GREEN BAY - Quinten Rollins knew his finger was dislocated. The shooting pain was his first sign. Its gnarly alignment was a dead tell.
The Green Bay Packers second-year cornerback swiped at the football in his first organized team activity practice last month. The ball won.
It wasn’t until Rollins came to the sideline that he saw just how bad this dislocation actually was. A tiny, white speck of bone tore through the skin in his right hand.
“Caught a helmet,” Rollins guessed when asked how he dislocated his finger. “I don’t know. It happened so fast. Just a reaction thing. I looked down at my hand, and I knew it was dislocated. But then I didn’t see the skin was broken until I got to the sideline.
“Bone ended up coming through the skin. So I had to stitch it up. I got the stitches out on Friday. So just making a slow progress, trying to get back.”
Rollins hasn’t practiced since the Packers first OTA session, though Monday afternoon was a step toward returning to the field. He went through position drills with cornerbacks for the first time since his injury, working exclusively on footwork.
Rollins still isn’t catching passes and probably won’t until training camp.
“We just want to take it slow,” Rollins said. “We don’t want it to bust back open and then be out even longer.”

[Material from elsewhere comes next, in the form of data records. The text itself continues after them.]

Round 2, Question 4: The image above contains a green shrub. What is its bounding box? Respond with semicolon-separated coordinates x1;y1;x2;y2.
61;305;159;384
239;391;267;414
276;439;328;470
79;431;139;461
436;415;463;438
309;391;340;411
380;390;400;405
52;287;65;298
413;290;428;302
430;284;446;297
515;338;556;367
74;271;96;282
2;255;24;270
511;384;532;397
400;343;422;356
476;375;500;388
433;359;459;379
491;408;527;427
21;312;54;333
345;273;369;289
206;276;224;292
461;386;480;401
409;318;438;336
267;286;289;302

It isn’t the easiest time in a career to show patience.
Before the injury, Rollins had hoped this offseason would build on a successful rookie year. He arrived as a young and, in his own words, “raw” second-round draft pick a year ago. After four years as a college basketball player, last season was only his second playing football since high school.
Rollins said he feels like a “different” player now. He’s better able to recognize route combinations, which helps him anticipate where the football will be thrown. He’d just like to be on the field to put his expanding awareness into practice.

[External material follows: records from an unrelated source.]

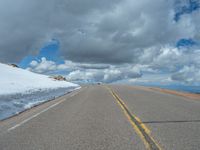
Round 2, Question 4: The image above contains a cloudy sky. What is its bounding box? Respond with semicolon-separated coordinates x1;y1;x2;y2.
0;0;200;86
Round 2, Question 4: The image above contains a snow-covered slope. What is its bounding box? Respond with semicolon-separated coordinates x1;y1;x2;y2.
0;63;80;120
0;63;78;95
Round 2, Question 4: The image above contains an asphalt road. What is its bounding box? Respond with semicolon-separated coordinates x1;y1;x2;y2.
0;85;200;150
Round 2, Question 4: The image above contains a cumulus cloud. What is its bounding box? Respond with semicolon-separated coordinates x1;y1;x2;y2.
0;0;200;82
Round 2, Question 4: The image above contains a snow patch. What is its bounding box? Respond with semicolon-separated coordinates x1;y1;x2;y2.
0;63;80;120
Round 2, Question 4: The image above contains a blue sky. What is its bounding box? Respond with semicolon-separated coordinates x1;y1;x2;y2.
0;0;200;92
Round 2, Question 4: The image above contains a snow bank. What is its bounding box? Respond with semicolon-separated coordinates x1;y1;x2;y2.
0;63;80;120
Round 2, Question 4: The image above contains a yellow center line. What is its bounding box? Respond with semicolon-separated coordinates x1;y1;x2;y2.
106;87;162;150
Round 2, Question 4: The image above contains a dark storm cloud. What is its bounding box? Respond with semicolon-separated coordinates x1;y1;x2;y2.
0;0;200;82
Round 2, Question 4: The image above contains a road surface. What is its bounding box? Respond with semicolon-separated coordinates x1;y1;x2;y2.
0;85;200;150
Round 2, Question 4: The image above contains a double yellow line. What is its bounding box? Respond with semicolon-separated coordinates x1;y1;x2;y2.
106;87;162;150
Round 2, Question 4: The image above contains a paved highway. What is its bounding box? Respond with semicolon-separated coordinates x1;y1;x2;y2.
0;85;200;150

“The game has slowed down a bunch for me,” Rollins said. “So hopefully as the years keep going by, it’s going to slow down even more. I’m seeing things better, and just knowing this time last year we were still learning the playbook. This time this year, I still know the playbook.”
Rollins will get his chance soon enough.
After the Packers watched cornerback Casey Hayward walk away in free agency, Rollins will be a key figure in a young secondary. He figures to be the Packers nickel back — playing in their predominant defensive package — with fellow 2015 first-round corner Damarious Randall starting on the perimeter.
Rollins said he could get some snaps on the outside, however. He’s ready to be a versatile piece in the Packers secondary. This season, he’s making no excuses.
“The one year of football is kind of behind me now,” Rollins said. “I’ve already had my opportunity to play a year in this league. So that’s behind me. That’s out the door. It’s about getting better, trying to improve on what I needed to improve on last year, and coming to this year at full stride ready to go.”